|
|
What's New with Wilbur
(1.64 and before)
What's New in Version 1.64
Wilbur now prescreens the results of a near search so only those files
that actually meet the near criteria are presented in the file list.
In previous versions all files that contained both words of a near search
were put in the file list, but the contents pane would only display
matches where the words were actually near. This modification removes
the confusion that this could cause, but it can take quite a bit longer
to do the actual screening. Clicking in either Wilbur result pane will
halt the screening process and leave all unscreened files in the list
in a manner similar to the previous behavior.
Fixed a problem which had crept in and caused files in zip files that
were in turn inside zip files to be missed if a specific extension was
requested. Also fixed a problem with zip files when driveless include
specifications were used and the current directory was not the root
directory.
Minor modification to allow single words in MSWord tables to be indexed.
Added automation support for containsHit function to permit automation
clients to make use of near search prescreening.
Improvements were made to the status line during indexing. The stop
button should also be more responsive allowing indexing to be stopped
within a few seconds.
What's New in Version 1.63
Minor modifications to facilitate the use of Wilbur on CD-ROM distributions.
Click here for details of using Wilbur on
a CD-ROM.
Improved error messages displayed when a file cannot be opened for
content viewing.
A single quote character turns out to be a legitimate file name character.
Wilbur will now allow these in include and exclude paths, but it can
no longer be used for quoting in those paths. (double quote can still
be used for quoting)
A GetRank method was added the the OLE Automation SearchResults object.
What's New in Version 1.62
Many accented characters were not being interpreted correctly in the
new HTML parsing routine. This has been corrected.
Quoted strings in searches are now treated as if all the words in the
string were separated by the <1 near operator. Thus "lazy
brown dog" is now equivalent to lazy <1 brown
<1 dog
RTF (Rich Text Format) files are now recognized and indexed correctly.
Most formatting information is also stripped out in the viewer.
Improvements in status lines, particularly with Zip files.
Changes were made to the redistribution policy. Unregistered versions
of Wilbur can now be used beyond the 30 day evaluation period as long
as they are only being used to view indexes stored by licensed copies.
In this case no reminder screens are displayed. Licensed copies are
of course still required to create or modify indexes. This change was
aimed at folks who wish to distribute indexed material on media like
CD-ROMs.
What's New in Version 1.61
In removing the time limit in version 1.6, we also removed any way
of registering Wilbur before the reminder screen appeared after 30 days
of use. There is now a Help/Register command.

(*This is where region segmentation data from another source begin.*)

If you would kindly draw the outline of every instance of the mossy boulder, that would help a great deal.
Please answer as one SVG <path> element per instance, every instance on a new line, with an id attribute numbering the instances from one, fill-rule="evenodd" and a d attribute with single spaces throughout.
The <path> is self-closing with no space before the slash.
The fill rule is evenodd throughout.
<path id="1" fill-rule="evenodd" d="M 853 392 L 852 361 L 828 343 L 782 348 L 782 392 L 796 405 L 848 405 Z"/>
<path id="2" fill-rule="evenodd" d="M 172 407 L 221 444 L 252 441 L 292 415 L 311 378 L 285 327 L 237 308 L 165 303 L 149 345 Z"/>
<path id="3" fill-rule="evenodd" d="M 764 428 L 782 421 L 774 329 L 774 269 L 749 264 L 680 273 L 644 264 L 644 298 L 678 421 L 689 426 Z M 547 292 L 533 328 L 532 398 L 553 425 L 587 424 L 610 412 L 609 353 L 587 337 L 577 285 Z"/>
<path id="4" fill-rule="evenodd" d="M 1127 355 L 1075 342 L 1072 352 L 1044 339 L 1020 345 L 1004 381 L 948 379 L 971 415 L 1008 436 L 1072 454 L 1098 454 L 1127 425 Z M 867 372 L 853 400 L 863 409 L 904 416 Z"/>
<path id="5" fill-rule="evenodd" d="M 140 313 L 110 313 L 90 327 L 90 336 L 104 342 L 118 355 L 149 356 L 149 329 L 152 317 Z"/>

A minor change was made which gets around the annoying habit of not
being able to view a file which QuickView or Word has held open.
What's New in Version 1.6
The focus of the changes in version 1.6 were in improving the indexing
and searching engines.
- The disk scanning routine was modified significantly and now no
directory is ever scanned more than once, regardless of how many include
statements you might have. Since most people will have several include
paths, the time savings can be substantial. Note that existing indexes
will have to be rebuilt before they can be used.
- A significant change was made to the compression portion of the
indexing. This reduced the virtual memory footprint at this point
and in some cases leads to dramatic improvements in speed. The combination
of this and the disk scanning modification reduced the time on our
main test index by over a factor of two. Updates in particular were
much faster.
- Previous versions did not recover the space used for the update
after a full build was done, until the next update. The build now
empties the update file.
- The indexer is now more aggressive about skipping words which appear
to be just random characters in the middle of binary data. In some
indexes this might significantly reduce indexed word counts.
- Wilbur is now somewhat smarter about displaying HTML files. Files
with HTM or HTML extensions will, by default, strip all HTML tags
out of the viewed contents. Some basic formatting is also done and
special characters are replaced. A command has been added to the View
menu to allow the raw HTML to still be viewed.
- Parenthesis have finally been added to the search strings. You can
now enter search strings such as (red | green) & (blue
| pink). Parenthesis can even be nested if appropriate. A
bug was also fixed where a search string such as blue | red &
green would effectively skip the | red part. It is hard to believe,
but this bug has been here a long time.
- A bidirectional near search has been added. Now "tom
: jerry" is the same as "(tom < jerry)
| (jerry < tom)" For completeness an "after"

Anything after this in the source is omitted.